Die Inzidenzen der Ungeimpften und Geimpften, die die Sozialbehörde am Dienstag präsentierte, passen nicht zur Gesamtinzidenz der Stadt. Woran liegt das? Laut der Behörde liegt kein Rechenfehler vor. MOPO-Berechnungen zeigen: Die Inzidenz unter den Ungeimpften ist deutlich höher als bislang angegeben.
Auf Basis der Geimpften- und Ungeimpften-Inzidenz hat Hamburg am Dienstag die Einführung des 2G-Optionsmodells begründet. Dieses sieht vor, dass es Veranstaltern und Gastronomen ab Samstag freisteht, ob sie nur noch Geimpfte und Genesene einlassen möchten. Im Gegenzug entfallen Beschränkungen wie die Abstandspflicht.

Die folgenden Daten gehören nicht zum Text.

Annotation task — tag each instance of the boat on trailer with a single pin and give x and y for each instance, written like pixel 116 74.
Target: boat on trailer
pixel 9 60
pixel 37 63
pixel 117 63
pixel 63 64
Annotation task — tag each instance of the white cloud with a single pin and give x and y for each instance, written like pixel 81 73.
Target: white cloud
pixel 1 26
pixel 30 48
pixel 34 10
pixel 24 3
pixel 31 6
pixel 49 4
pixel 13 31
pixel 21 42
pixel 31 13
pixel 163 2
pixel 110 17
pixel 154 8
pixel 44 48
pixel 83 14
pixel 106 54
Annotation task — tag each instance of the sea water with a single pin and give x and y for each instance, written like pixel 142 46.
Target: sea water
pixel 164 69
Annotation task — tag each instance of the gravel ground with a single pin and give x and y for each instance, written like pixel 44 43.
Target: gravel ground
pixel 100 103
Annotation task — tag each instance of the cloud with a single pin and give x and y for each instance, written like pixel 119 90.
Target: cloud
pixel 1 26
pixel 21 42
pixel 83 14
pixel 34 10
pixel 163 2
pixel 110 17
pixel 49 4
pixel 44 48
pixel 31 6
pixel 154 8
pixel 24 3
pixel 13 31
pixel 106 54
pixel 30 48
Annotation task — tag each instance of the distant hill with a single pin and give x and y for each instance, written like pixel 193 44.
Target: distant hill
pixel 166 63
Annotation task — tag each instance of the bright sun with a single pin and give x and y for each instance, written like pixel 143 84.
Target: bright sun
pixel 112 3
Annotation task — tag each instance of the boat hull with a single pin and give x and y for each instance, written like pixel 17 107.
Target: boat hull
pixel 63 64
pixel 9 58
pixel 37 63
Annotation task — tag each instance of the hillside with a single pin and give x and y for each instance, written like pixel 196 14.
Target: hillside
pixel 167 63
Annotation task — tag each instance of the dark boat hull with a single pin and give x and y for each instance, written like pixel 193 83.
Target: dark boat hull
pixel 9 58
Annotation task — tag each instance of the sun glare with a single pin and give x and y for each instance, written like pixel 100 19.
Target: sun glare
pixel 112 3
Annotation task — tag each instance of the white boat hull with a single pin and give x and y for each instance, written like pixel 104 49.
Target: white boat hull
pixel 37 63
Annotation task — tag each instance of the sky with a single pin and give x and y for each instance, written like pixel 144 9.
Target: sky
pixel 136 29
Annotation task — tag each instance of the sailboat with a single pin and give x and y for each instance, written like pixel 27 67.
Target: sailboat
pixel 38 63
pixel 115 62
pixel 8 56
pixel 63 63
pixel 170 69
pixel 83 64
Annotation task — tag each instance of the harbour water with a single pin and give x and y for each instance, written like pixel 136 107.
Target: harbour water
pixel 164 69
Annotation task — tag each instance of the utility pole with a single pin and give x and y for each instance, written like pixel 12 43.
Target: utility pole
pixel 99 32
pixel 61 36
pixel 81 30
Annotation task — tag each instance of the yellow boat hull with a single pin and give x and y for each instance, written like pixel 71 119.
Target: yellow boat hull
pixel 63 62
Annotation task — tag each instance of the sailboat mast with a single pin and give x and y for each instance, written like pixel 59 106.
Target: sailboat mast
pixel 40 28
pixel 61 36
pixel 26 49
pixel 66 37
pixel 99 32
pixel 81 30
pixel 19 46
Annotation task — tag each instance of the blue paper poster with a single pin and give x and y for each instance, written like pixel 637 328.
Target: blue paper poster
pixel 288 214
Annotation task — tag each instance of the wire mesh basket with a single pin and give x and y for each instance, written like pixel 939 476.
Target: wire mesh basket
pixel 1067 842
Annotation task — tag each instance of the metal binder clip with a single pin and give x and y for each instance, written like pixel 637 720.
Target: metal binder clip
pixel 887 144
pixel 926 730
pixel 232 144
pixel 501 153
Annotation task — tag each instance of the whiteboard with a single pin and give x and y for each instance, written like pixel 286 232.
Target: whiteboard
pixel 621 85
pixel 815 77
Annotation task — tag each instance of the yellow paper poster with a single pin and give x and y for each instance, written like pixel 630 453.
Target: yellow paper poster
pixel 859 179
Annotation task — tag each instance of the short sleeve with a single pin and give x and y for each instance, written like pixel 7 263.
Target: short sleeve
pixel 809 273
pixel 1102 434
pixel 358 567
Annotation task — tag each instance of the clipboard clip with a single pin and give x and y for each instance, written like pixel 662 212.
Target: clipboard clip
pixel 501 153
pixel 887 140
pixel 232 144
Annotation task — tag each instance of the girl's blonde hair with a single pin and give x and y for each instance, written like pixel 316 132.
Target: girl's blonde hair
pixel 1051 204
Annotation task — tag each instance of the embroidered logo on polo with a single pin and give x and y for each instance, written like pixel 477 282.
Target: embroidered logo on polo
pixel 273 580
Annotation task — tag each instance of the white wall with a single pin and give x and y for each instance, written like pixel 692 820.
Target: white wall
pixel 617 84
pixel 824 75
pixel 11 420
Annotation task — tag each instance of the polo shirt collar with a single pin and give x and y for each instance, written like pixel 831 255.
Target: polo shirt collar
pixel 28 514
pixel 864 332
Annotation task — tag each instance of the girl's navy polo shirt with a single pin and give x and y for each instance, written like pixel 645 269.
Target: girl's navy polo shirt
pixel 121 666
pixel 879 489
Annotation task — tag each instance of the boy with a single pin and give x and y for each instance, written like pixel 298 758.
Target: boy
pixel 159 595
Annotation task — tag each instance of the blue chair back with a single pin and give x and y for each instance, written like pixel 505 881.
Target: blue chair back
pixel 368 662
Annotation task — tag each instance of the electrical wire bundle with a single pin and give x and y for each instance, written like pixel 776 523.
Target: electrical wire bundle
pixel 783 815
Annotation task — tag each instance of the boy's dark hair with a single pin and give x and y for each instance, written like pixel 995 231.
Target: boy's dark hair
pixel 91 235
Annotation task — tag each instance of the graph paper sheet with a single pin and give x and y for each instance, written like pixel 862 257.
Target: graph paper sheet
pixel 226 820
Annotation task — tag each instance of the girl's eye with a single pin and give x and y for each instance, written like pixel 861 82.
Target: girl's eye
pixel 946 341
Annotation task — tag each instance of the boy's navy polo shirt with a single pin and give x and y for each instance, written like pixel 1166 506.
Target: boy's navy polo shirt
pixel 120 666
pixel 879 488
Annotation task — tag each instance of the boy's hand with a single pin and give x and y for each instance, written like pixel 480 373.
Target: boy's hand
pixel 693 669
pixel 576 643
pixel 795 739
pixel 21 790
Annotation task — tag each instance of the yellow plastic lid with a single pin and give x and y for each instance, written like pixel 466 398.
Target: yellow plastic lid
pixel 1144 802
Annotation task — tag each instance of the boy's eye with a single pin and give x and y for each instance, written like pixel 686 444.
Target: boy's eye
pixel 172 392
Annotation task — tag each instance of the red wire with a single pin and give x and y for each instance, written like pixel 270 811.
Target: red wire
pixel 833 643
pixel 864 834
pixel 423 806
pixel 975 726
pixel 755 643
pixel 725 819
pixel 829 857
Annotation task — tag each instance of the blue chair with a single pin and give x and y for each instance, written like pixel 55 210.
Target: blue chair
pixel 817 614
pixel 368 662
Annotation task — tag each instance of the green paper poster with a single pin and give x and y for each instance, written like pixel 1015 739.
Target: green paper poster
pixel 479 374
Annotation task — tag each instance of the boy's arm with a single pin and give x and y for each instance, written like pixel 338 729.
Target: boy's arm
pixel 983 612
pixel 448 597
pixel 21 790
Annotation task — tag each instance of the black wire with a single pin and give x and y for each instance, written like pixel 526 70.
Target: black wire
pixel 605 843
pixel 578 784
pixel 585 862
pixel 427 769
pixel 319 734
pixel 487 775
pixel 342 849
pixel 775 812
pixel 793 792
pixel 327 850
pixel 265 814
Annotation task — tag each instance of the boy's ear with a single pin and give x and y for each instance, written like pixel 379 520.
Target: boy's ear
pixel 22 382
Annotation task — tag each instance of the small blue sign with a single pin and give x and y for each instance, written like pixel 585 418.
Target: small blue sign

Ungeimpfte mit einem negativen Testnachweis hätten dann das Nachsehen.
Corona in Hamburg: Rechenfehler bei den Inzidenzen?
„Die vierte Welle ist eine Welle der Ungeimpften“, sagte Bürgermeister Peter Tschentscher (SPD) dazu und präsentierte die neuen Zahlen: 3,36 betrage die Inzidenz bei den Geimpften, 78,12 wiederum bei den Ungeimpften. Diese Zahlen zeigten laut Tschentscher auf, dass es rechtlich schwierig sei, Beschränkungen für Geimpfte und Genesene weiter aufrechtzuerhalten.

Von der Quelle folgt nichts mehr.